= 1935 Western Samoan general election =

General elections were held in Western Samoa on 1 November 1935.

==Electoral system==
Two Europeans were elected from a single two-seat constituency. Voting was restricted to Europeans or Samoan-Europeans owning property worth at least £200 or with an annual income of at least £200. Of the European/Samoan-European population of 3,000, only 134 people were registered to vote, down from 172 in the 1932 elections.

==Campaign==
Four candidates contested the two available seats.
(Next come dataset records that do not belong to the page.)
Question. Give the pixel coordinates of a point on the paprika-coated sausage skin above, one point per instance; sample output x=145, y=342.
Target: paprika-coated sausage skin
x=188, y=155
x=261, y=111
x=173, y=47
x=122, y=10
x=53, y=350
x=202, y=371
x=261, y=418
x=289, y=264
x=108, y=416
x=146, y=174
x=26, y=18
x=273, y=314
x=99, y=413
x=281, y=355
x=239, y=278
Incumbents and brothers-in-law Irving Carruthers and Alan Cobcroft both ran for re-election, alongside businessman Alfred Smyth and Charles Dawson, the territory's only private doctor. Cobcroft was supported by the Planters' Association.

==Results==
Smyth (82 votes) and Carruthers (65 votes) were elected, with Cobcroft, who finished last of the four candidates with fewer than 50 votes, surprisingly unseated.

==Aftermath==
Following the Goodwill Mission by the New Zealand government in 1936, the number of nominated Samoan members was increased from two to four. Tuala Tulo and Tupua Tamasese Meaʻole were appointed in addition to Malietoa Tanumafili I and Mata'afa Muliufi, taking their seats in December that year.

Malietoa resigned from the Council in July 1937 to become a Fautua. He was replaced by Namulauulu Tivoli.